Le temperature estremamente basse mantenute durante il presente protocollo sono probabilmente sufficienti per raggiungere gli obiettivi dei mezzi tampone convenzionali che prevengono la degradazione dell'RNA (purché i campioni siano tenuti sommersi) e facilitano le applicazioni molecolari a valle. Per convalidare questa ipotesi, abbiamo estratto l'RNA dai tricomi isolati e stimato l'integrità dell'RNA utilizzando kit disponibili in commercio. Gli elevati valori RIN ottenuti (da 9,4 a 10) e la cromatografia su gel distinta (Figura 11) indicano chiaramente un'elevata integrità dell'RNA. I campioni di RNA sono stati ulteriormente analizzati da RNAseq e sono state ottenute letture di alta qualità di >20 M da tutte le librerie.
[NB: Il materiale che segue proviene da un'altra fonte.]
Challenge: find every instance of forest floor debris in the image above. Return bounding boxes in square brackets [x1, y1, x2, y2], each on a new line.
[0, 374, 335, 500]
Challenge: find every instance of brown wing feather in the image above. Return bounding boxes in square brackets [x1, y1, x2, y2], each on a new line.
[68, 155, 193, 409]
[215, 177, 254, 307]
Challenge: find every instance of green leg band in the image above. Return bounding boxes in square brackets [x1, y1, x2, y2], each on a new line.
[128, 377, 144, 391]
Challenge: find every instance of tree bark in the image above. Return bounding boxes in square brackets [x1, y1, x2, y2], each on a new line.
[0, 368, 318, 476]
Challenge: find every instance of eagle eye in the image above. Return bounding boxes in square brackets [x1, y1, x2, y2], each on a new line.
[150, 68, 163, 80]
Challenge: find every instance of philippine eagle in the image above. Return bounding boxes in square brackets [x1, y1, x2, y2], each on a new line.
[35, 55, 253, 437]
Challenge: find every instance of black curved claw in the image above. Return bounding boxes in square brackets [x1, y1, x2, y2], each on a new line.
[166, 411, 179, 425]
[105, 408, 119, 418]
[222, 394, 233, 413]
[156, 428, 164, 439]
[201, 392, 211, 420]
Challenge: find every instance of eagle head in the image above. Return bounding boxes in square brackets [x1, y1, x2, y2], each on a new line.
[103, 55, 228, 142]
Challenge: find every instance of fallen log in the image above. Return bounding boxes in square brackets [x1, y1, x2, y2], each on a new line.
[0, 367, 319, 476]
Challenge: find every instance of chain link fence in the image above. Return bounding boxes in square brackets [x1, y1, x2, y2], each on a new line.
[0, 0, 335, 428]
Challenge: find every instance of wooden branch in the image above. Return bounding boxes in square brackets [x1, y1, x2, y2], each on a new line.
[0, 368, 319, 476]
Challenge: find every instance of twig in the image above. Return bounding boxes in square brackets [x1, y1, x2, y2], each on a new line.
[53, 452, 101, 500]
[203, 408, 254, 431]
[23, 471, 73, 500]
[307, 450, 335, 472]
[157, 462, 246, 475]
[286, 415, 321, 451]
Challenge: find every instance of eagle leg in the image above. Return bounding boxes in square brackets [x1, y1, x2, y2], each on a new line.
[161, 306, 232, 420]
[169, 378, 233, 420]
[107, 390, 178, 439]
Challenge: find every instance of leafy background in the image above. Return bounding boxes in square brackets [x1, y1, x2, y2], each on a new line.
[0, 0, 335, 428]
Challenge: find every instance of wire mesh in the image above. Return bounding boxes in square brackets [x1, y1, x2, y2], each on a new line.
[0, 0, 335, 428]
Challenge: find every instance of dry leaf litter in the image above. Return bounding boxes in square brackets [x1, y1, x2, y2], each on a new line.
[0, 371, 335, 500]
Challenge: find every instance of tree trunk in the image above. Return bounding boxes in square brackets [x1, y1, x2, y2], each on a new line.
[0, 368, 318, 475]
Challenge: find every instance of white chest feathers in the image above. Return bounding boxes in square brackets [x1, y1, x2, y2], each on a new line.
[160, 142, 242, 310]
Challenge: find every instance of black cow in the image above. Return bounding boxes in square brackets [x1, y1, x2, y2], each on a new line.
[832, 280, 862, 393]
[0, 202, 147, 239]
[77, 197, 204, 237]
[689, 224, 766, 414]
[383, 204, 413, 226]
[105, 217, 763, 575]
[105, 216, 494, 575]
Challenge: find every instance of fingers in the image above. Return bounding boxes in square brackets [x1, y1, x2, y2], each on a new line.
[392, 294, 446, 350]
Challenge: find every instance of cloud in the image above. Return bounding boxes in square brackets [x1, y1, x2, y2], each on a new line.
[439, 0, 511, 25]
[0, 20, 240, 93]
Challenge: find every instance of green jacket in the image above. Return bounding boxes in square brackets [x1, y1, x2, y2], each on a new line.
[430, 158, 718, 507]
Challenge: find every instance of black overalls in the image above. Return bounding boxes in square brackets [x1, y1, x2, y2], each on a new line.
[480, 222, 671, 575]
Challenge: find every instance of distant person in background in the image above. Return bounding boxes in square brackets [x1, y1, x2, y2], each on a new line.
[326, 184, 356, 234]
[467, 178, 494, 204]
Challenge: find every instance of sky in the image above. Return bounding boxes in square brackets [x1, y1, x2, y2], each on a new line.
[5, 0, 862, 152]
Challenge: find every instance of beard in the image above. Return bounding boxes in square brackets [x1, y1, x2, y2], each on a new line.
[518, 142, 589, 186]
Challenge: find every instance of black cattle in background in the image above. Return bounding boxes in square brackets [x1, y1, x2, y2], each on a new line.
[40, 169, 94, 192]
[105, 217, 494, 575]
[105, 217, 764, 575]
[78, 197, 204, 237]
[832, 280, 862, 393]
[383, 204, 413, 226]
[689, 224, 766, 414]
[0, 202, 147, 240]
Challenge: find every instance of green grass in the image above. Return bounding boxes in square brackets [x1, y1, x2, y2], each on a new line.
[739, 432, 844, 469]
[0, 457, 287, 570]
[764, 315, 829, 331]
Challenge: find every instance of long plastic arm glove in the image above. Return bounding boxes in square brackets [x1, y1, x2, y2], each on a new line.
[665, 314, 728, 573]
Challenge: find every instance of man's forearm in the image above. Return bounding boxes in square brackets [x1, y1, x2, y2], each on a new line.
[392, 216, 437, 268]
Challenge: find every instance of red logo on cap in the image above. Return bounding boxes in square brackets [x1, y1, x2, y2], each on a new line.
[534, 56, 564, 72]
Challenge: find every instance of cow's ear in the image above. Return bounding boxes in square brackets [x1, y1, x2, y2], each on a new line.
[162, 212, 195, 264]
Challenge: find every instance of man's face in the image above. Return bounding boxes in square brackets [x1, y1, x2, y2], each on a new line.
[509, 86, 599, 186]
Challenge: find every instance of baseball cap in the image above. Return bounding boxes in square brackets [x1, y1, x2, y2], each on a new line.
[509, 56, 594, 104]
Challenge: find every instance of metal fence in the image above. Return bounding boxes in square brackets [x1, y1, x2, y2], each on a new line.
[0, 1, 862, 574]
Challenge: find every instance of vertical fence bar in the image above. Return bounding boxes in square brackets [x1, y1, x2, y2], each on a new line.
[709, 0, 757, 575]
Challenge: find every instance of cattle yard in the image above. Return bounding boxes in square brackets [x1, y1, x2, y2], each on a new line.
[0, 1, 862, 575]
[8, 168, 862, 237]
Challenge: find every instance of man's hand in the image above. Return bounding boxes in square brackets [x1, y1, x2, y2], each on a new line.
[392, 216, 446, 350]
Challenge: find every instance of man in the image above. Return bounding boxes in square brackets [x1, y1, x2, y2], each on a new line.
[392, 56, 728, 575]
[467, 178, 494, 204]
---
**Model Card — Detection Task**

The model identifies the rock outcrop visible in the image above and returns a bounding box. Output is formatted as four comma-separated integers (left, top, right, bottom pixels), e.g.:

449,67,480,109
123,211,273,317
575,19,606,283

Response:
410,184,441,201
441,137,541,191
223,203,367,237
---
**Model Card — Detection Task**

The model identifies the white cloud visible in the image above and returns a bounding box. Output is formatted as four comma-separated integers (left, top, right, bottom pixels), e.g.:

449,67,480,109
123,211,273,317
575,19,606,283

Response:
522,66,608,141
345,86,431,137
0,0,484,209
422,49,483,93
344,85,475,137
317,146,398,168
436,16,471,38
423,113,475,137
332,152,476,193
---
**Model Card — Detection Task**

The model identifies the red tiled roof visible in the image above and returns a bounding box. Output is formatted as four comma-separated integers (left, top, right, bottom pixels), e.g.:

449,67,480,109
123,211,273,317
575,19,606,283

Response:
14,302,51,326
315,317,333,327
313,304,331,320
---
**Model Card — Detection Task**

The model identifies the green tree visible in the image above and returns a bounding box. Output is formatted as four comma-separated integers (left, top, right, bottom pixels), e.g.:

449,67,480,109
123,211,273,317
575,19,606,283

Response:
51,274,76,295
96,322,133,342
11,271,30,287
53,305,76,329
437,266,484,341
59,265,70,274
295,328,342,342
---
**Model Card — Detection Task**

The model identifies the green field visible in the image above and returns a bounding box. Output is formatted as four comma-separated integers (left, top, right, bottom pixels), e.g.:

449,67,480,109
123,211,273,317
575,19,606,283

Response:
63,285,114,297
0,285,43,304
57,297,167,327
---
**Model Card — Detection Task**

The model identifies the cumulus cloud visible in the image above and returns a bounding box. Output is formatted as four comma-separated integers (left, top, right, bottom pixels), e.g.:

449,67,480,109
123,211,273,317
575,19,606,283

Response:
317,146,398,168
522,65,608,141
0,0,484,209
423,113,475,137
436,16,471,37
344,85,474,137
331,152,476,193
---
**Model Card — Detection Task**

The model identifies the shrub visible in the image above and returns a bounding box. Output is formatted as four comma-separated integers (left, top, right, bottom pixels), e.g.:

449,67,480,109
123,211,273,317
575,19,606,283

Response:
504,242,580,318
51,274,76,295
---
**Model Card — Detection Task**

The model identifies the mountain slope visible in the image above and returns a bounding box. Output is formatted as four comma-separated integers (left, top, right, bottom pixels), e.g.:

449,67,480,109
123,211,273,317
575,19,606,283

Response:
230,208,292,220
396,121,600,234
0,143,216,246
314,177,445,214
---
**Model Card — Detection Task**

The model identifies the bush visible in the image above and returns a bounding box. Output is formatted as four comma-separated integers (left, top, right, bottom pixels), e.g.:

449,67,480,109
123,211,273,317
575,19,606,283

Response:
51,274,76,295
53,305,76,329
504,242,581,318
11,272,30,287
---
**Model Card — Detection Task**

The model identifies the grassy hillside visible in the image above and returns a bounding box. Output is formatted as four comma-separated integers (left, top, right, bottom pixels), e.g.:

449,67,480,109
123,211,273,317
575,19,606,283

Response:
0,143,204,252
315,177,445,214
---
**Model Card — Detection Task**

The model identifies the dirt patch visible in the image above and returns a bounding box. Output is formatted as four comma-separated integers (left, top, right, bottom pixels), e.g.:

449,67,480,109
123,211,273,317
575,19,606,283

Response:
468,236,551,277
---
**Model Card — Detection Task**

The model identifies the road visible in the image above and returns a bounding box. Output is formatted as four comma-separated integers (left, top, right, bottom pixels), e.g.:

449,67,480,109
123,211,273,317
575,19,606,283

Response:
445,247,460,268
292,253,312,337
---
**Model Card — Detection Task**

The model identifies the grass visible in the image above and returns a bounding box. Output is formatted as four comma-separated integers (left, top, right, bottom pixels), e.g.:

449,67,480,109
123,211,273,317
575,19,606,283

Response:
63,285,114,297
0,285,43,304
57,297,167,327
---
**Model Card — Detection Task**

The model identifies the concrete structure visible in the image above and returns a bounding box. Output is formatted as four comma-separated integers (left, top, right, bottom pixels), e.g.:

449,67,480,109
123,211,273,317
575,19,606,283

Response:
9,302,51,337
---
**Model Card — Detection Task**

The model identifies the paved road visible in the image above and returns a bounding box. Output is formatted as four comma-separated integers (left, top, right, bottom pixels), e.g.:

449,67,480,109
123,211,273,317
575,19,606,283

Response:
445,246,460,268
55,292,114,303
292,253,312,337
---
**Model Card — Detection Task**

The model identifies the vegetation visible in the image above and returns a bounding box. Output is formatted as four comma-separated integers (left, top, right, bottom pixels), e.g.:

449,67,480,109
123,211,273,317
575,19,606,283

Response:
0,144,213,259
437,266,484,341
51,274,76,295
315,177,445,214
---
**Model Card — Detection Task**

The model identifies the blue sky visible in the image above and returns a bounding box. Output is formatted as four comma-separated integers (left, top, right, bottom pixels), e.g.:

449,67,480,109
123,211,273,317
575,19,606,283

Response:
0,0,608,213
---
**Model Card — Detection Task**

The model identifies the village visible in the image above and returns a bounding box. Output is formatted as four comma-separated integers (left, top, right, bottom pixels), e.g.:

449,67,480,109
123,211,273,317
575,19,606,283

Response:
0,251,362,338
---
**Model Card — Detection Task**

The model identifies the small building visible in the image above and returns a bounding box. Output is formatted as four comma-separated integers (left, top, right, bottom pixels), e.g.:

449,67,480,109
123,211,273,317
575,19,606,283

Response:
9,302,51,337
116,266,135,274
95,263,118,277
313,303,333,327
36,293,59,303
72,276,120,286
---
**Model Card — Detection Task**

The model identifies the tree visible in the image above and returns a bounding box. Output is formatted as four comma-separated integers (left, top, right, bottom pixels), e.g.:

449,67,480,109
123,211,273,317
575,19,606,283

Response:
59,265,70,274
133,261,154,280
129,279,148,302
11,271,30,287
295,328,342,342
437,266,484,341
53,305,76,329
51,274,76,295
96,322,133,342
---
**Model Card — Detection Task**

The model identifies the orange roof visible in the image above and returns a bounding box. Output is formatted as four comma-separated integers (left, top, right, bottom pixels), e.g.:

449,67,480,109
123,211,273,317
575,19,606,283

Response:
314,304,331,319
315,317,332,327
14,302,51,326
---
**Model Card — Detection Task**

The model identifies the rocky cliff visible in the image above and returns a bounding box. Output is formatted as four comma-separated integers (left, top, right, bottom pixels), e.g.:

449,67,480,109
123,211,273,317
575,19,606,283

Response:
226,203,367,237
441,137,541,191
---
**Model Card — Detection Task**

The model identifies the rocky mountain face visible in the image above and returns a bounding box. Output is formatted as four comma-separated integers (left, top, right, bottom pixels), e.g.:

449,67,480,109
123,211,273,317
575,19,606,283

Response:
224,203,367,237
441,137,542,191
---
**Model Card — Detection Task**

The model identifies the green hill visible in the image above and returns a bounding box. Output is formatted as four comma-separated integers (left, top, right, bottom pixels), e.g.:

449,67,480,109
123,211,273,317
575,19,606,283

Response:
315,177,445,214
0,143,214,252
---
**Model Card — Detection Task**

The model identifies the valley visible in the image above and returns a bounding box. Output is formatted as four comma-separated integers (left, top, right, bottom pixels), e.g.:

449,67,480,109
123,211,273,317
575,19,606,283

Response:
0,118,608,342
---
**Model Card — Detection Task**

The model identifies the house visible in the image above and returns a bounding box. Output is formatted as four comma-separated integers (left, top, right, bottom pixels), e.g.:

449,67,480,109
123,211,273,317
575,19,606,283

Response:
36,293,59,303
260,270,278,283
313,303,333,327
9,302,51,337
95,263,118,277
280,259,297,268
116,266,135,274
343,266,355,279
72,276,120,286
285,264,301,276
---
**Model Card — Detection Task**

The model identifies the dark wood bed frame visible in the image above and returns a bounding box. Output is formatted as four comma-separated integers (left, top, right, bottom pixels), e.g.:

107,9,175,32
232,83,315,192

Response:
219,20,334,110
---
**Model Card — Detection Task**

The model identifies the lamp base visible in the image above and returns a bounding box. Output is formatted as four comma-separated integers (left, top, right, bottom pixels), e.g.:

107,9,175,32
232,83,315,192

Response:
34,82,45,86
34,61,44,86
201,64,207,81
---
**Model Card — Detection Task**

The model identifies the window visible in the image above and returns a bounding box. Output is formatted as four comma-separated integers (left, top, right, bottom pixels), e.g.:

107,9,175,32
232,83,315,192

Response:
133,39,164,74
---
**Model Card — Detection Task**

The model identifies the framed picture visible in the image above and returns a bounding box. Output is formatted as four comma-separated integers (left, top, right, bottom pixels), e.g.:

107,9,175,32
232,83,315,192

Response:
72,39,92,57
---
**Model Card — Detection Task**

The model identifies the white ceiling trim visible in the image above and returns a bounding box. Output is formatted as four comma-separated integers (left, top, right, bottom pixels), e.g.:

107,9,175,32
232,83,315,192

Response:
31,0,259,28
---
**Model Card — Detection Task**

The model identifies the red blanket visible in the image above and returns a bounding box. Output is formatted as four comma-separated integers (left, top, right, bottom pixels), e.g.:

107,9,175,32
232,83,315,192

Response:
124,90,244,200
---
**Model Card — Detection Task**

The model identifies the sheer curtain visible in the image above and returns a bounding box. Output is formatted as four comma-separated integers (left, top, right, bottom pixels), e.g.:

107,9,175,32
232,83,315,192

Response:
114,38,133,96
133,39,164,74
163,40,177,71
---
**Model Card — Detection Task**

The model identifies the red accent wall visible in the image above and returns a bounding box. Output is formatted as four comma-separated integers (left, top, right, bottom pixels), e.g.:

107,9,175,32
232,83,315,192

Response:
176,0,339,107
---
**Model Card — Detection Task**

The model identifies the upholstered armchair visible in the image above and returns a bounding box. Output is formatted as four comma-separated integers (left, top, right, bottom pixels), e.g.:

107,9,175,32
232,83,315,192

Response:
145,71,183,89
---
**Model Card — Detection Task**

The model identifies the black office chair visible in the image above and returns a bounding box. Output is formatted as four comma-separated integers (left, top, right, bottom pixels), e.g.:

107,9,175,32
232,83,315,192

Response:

Al fine di convalidare che, effettivamente, l'mRNA dalla frazione di tricomi isolati è arricchito in geni espressi dai tricomi, abbiamo confrontato i nostri risultati di espressione genica per l'infiorescenza e i corrispondenti tricomi a peduncolo isolati con i precedenti risultati presentati da Livingston et ^al.14, che caratterizzavano l'espressione genica dei tricomi purificati della cannabis (adattati dalla loro Tabella supplementare 1 ). Il loro protocollo consisteva nella miscelazione in tampone acquoso, filtraggio attraverso setacci e, infine, purificazione dei tricomi utilizzando un gradiente di Percoll. I geni espressi dai tricomi sono stati caratterizzati come quelli più altamente correlati (p > 0,95) con l'espressione genica della cannabidiolica sintasi (CBDAS), un marcatore genico¹⁴ specifico del tricomi. Il confronto dell'espressione genica tra i risultati ottenuti con il presente protocollo e quelli presentati in Livingston et al.14 mostra che i 12 geni più altamente arricchiti nella nostra frazione di tricomi sono stati arricchiti anche nello studio ¹⁴ di Livingston et al., incluso il gene marcatore tricomo CBDAS (Tabella 1). In particolare, dal presente protocollo è stato ottenuto un rapporto di arricchimento significativamente più elevato. Questi risultati confermano la validità del presente protocollo per lo studio dell'espressione genica arricchita di tricomi.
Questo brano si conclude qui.